The books will go to schools like the one in Elliotdale that I visited when I was in South Africa last year. The local community in Bomvanaland decided to build a secondary school at Elliotdale in 1997, three years after the end of apartheid. They raised the money and they built the school. It now has a library, but there is a problem. They have shelves, desks and chairs, but they do not have any books. There are schools like this all over South Africa.
The first time that I went to South Africa was in 1993, and I visited a school in Soweto. The head teacher, when she learned that I was a librarian, asked if I would like to see there library. I agreed and she brought out a box, which only contained a Latin Bible. This was used to show the children what a book looked like. That is a good example of what library provision was like for black children under apartheid.
Since 1994, and the end of apartheid, there has been a huge investment in schools in South Africa, but there was no magic wand to be waived so that all the facilities required could be supplied, and not just in education, but housing, health, employment, transport, electricity, clean water etc. So some things required international solidarity.
My friend, Kader Asmal, who was Minister of Education in Mandela’s government, spoke to my friend, Denis Goldberg, who was gaoled at the same time as Nelson Mandela, and they agreed that they should ask people in the UK to send 1,000,000 books, and so the book appeal began. ACTSA Scotland, in particular, rose to the challenge and has been sending containers of books on a regular basis since we began collecting books in 1996.
When we were in Cape Town in 2000, Denis and I reported to Kader that the UK had sent a million books, and his reply was “Can you make it 3,000,000?” Sadly, Kader is no longer with us, but I can hear him asking “Can you make it 5,000,000?” now that we have achieved the 3,000,000 target. The need is still there. I saw that for myself last year in South Africa.
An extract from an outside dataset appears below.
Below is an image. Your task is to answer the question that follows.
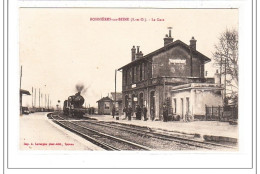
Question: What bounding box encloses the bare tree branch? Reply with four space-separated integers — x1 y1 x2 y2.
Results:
212 28 238 104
So, what has this got to do with the Scottish Episcopal Church, and the Diocese of Glasgow and Galloway in particular? Well, recently, Bishop Gregor convened a meeting to discuss how the Diocese should approach international issues. It was decided that to launch this approach, we needed something that would be a quick hit, and the ACTSA Scotland Book Appeal fitted the bill. The container was already booked for 18th July, and we had to make sure that it was full. So Bishop Gregor wrote to the 66 churches in the Diocese and asked them to send their contributions to Hillhead Library. We had no trouble in filling the container. [In fact, a fair proportion of the next container has now been filled.] The generosity of the donors was extraordinary.
On the day, about 50 volunteers assembled at Hillhead Library at 10.00am to start loading the container. Trolleys were used to get the boxes of books to the foot of the basement stairs in Hillhead Library. The boxes of books were then passed hand to hand up the stairs, into the car park and then onto the container. This took three and a half hours. The volunteers then headed to City Chambers for the official send off at 2.00pm. Meanwhile the jazz band had arrived at City Chambers to set up for the reception. Peter Wakeford organised this. The container and the guests arrived at City Chambers more or less simultaneously. The guest of honour was Obed Mlaba, the South African High Commissioner to the UK. Bishop Idris was there to represent the Diocese, the Depute Lord Provost represented the City Council and their Deputy General Secretary represented the STUC. The event ended with a 17-year old Icelandic baritone, Magnus Walker, singing the South African National Anthem.
This was the first event in which the Scottish Episcopal Church participated following Bishop Gregor’s initiative. The second, the “Glasgow Sees Syria” concert at St. Mary’s Cathedral, has already taken place. There will be more.
Little by little, action by action, we will change the world.